In a matter of minutes, the soldiers had more than fifteen teamsters striped and staked out on the sandy prairie, their sweating bodies attracting ants and all manner of crawling, flying, buzzing insects. Thirty lashes had been delivered to the ringleader who hung semiconscious against the wagon wheel, his back a mass of red welts and crimson streamers.
“We got one over there, General—a fella tried to help some of the others by pulling up their stakes after we spread ’em,” anno
unced Elliott. “You want him get the same medicine, sir?”
Custer thought but a moment. “No. Lash him up and drag the man through the stream. Have the rest watch the show. It will show both soldier and teamster alike that I won’t tolerate mutiny—nor will I tolerate those who aid the mutineers.”
Hook found his stomach filled with about all the gall he could take. He turned away, stalked back to the scouts’ camp with Sweete, leaving the angry hollering behind.
“That how a Yankee soldier keeps order among his men?” he asked nobody in particular. “Never did a Confederate have to run off—we always had something to fight for.”
Sweete grumbled. “Out here on the plains—most of these men don’t know what the hell they’re being asked to fight for … maybe die for.”

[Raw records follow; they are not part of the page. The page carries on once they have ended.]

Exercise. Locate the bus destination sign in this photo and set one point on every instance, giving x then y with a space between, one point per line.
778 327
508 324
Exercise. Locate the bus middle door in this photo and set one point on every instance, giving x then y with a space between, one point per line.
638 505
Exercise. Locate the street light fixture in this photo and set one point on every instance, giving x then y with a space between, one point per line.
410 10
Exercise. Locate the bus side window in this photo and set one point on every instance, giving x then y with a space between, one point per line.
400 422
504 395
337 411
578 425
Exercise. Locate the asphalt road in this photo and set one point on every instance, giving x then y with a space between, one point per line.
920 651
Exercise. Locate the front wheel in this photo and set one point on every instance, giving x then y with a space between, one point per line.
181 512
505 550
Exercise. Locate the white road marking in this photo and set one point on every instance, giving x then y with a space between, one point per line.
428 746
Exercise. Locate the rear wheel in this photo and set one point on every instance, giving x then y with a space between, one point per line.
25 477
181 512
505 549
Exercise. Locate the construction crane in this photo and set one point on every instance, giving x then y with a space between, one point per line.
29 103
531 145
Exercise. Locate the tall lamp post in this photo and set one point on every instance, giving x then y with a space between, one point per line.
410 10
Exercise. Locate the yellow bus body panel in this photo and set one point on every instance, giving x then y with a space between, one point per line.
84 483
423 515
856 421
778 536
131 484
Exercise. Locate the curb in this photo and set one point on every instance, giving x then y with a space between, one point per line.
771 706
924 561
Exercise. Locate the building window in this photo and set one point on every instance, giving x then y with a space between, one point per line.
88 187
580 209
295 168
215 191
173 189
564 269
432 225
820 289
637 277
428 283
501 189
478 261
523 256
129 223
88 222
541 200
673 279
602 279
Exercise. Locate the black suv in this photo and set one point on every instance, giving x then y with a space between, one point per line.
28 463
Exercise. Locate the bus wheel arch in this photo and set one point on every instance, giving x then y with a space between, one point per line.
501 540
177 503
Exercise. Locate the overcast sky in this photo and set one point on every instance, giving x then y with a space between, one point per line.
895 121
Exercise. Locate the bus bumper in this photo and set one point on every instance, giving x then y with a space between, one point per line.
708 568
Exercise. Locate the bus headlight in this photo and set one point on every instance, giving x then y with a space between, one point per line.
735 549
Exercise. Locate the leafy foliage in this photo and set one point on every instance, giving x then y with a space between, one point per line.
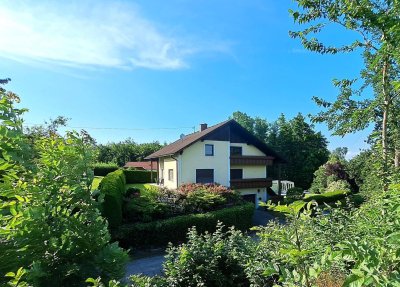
139 176
50 225
112 191
124 151
174 229
376 28
102 169
215 259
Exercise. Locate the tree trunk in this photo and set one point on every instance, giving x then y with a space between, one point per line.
386 105
396 158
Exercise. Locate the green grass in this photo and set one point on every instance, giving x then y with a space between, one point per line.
96 182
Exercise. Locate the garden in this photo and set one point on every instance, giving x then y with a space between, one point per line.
159 215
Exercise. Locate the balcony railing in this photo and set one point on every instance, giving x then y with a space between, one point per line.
251 183
251 160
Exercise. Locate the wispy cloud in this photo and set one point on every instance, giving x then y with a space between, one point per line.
82 33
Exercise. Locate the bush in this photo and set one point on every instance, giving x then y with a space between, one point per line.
212 259
139 176
338 185
174 229
294 191
202 200
112 189
293 194
144 209
102 169
326 197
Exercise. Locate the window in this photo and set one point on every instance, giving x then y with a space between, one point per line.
171 174
236 150
204 176
236 173
209 149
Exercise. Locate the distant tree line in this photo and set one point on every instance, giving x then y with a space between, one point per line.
295 140
124 151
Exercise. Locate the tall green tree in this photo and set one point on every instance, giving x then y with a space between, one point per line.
295 139
377 34
49 223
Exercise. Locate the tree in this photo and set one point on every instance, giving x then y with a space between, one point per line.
50 225
376 24
296 140
124 151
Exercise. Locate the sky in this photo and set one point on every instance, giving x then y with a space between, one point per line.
153 70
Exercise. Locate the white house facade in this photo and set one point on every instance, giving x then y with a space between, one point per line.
225 153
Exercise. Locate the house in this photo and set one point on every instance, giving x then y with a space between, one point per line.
143 165
225 153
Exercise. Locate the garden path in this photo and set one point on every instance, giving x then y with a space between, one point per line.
150 264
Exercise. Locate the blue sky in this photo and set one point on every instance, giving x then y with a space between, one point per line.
152 70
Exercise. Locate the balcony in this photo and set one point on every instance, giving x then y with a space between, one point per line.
251 183
251 160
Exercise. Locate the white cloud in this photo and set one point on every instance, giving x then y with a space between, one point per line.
102 34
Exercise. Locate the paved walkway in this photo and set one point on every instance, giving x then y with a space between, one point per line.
152 264
149 266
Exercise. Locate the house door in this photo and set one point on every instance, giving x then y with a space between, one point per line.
250 198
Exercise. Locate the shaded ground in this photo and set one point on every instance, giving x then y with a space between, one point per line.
149 262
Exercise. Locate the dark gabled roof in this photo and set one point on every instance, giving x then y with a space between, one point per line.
180 144
190 139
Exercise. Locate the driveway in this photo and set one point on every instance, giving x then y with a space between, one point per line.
149 266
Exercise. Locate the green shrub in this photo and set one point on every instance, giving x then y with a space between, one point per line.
211 259
202 200
102 169
144 209
139 176
174 229
326 197
112 190
338 185
294 191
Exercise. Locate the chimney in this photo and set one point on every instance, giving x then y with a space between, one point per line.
203 127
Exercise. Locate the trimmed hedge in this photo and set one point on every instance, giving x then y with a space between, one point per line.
326 197
112 187
102 169
159 233
139 176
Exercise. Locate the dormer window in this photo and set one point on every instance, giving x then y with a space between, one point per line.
209 149
236 150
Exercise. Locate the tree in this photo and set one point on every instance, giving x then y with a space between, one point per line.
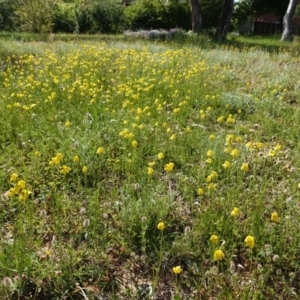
287 33
35 15
225 20
260 7
196 15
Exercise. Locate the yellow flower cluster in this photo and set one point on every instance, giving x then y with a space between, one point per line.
18 189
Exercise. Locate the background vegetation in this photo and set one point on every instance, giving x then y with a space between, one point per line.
135 166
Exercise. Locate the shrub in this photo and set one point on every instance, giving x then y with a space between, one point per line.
104 16
157 14
65 19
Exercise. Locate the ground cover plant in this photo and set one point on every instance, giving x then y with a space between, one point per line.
147 169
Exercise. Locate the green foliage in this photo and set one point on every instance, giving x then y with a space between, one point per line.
158 14
7 15
64 18
35 15
100 16
103 141
244 7
211 13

They both whirled at the approach of two horses and the sound of splashing water drawing near. Hook bolted down the streambank as the soldiers drew near, dragging a civilian behind them, lashed hand and foot in ropes, arms strung overhead full length, his body bouncing through the gritty, shallow flow of the South Fork of the Republican. The man popped up, eyes clenched tightly, sputtering and gasping for air as he cleared the water. Then he hit another riffle that submerged him, spitting sand and river water, his bound legs flaying helplessly.
Hook was in the water, pistol drawn before the two mounted soldiers knew it. He snagged the reins of one rider, nearly upsetting the trooper. The far soldier tried to pull his pistol, but stopped, finding the Confederate’s muzzle pointed at him.
“You gonna live, Artus?” Hook asked in a loud voice, never taking his eyes off the two soldiers who had been dragging the civilian down the streambed.
Moser sputtered, struggling to come out of the shallow stream, raising himself on elbows. His long hair sopped into his eyes as he hacked up the murky, gritty water, and he drew his legs under him. Moser slowly got to his knees, heaving, puking up river-bottom grit.
“I don’t know—”
“You’re in a heap of trouble, mister!” growled one of the soldiers.